Pomimo faktu, że chaos zaistniały wokół wyborów prezydenckich nie doprowadził do odwrócenia wyniku wyborów, to skutki krótko-, średnio- i długoterminowe dla polityki krajowej, dla amerykańskiej demokracji oraz dla społeczeństwa mogą być poważne. Według ostatniego sondażu Fox News, 77% wyborców Trumpa ma poczucie, że wybory zostały im ukradzione. Wśród wyborców demokratów przekonanie o manipulacjach wyborczych jest znacząco niższe – wg Fox 10%. Kilka dni temu ulicami stołecznego Waszyngtonu przeszła manifestacja zwolenników Trumpa, w wyniku której co najmniej 4 osoby zostały ugodzone nożem, a 23 zatrzymane. Biorąc pod uwagę, że w USA kilkaset milionów sztuk broni znajduje się w posiadaniu obywateli, nie można wykluczyć aktów przemocy z użyciem broni palnej.

Nie sposób na razie przewidzieć, czy i w jakim stopniu nadwerężona zostanie wiara obywateli w procesy demokratyczne. Anglosaski system prawny oraz wybory prezydenckie opierają się w dużej mierze na normach zwyczajowych oraz na zaufaniu. Próba zakwestionowania wyników wyborów oraz retoryka, według której kolejne kroki (ogłoszenie przewidywanego zwycięzcy przez media, certyfikacje głosów, głosowanie elektorów) nie mają większego znaczenia, gdyż nadal można je obalić, nie służy dobru państwa.

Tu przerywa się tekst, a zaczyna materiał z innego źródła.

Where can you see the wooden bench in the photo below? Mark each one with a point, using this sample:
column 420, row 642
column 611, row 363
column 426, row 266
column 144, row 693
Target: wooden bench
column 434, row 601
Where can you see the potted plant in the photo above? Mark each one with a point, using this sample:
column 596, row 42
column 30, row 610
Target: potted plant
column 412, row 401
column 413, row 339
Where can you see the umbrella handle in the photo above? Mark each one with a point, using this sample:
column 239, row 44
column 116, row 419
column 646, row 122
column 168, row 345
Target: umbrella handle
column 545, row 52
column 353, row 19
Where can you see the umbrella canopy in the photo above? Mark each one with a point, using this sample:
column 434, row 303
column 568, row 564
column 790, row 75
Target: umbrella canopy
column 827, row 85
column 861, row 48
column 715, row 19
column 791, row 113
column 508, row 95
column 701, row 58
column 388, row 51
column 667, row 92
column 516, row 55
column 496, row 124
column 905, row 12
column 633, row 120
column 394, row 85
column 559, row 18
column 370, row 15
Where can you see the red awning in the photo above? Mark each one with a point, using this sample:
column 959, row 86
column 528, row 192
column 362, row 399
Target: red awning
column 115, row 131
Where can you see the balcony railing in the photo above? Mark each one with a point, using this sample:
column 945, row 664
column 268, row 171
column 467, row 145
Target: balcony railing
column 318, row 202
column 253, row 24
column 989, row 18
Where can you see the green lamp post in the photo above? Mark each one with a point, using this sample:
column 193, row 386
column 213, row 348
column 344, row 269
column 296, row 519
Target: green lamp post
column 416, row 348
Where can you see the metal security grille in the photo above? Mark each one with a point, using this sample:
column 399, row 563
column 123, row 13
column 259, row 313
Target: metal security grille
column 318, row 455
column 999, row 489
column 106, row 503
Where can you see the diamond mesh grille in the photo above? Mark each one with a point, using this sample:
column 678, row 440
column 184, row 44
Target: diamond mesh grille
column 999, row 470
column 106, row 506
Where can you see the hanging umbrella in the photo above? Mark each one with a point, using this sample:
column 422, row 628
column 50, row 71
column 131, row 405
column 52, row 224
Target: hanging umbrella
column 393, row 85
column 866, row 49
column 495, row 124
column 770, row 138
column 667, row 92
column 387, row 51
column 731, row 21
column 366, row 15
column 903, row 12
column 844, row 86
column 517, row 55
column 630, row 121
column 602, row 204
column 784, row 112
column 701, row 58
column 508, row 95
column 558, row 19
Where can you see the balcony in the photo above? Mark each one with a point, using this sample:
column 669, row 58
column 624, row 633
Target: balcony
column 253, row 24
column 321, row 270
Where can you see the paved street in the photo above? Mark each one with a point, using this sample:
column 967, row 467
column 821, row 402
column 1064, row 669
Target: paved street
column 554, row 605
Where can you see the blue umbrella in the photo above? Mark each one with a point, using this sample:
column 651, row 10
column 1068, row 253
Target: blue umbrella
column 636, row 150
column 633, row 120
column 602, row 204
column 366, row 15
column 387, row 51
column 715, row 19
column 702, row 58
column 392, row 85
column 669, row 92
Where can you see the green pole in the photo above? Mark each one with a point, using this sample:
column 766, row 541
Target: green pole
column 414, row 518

Amerykański system polityczny jest elastyczny i radzi sobie z zaistniałymi problemami, jednak niewykluczone, że będzie potrzebna dyskusja na temat zmian w prawie wyborczym na poziomie federalnym. Być może usprawnienie procedury certyfikacji głosów albo określenie terminu, do którego mają się one zakończyć w całym kraju pomogłoby zapobiec w przyszłości sytuacjom, w których spory wyborcze mogą osiągnąć skutek niepożądany w postaci wykolejenia procesów demokratycznych.


[*] Określenie „pierwsza runda dla Bidena” zostało użyte po raz pierwszy prawdopodobnie przez Krzysztofa Szczerskiego.

[1] Będzie to formalność, gdyż nawet jeśli pojawią się skargi ze strony pojedynczych deputowanych, to zostaną one odrzucone przez posiadających większość w Izbie Reprezentantów demokratów. Obie izby muszą bowiem poprzeć skargę, aby została ona zaakceptowana. Republikanie mogą jedynie próbować zarzucić Kongres taką liczbą skarg, że ich rozpatrywanie może się przeciągnąć o kolejne dni bądź – w teorii – nawet tygodnie. Kongres ma czas na zatwierdzenie nowego prezydenta do dnia inauguracji, który przypada na 20 stycznia 2021 r. W razie, gdyby kongresmeni nie zdążyli, urząd objęłaby trzecia osoba w państwie, czyli Speaker Izby Reprezentantów. Taki scenariusz jest jednak wątpliwy, gdyż i tak każda skarga zostanie prędzej czy później odrzucona, więc Republikanie nie mają interesu w torowaniu drogi do prezydentury Nancy Pelosi. Zob. : NY Times

[2] Co najwyżej można ją porównywać z wyborami z 1876 r.

[3] Washington Times doliczył się w sumie 60 pozwów, jednak inne media podają przybliżone liczby.

[4] W ostatnim czasie pojawiły się spekulacje, jakoby Ivanka Trump miała zamiar kandydować do Senatu z Florydy. Gdyby do tego doszło, jej szanse byłyby duże.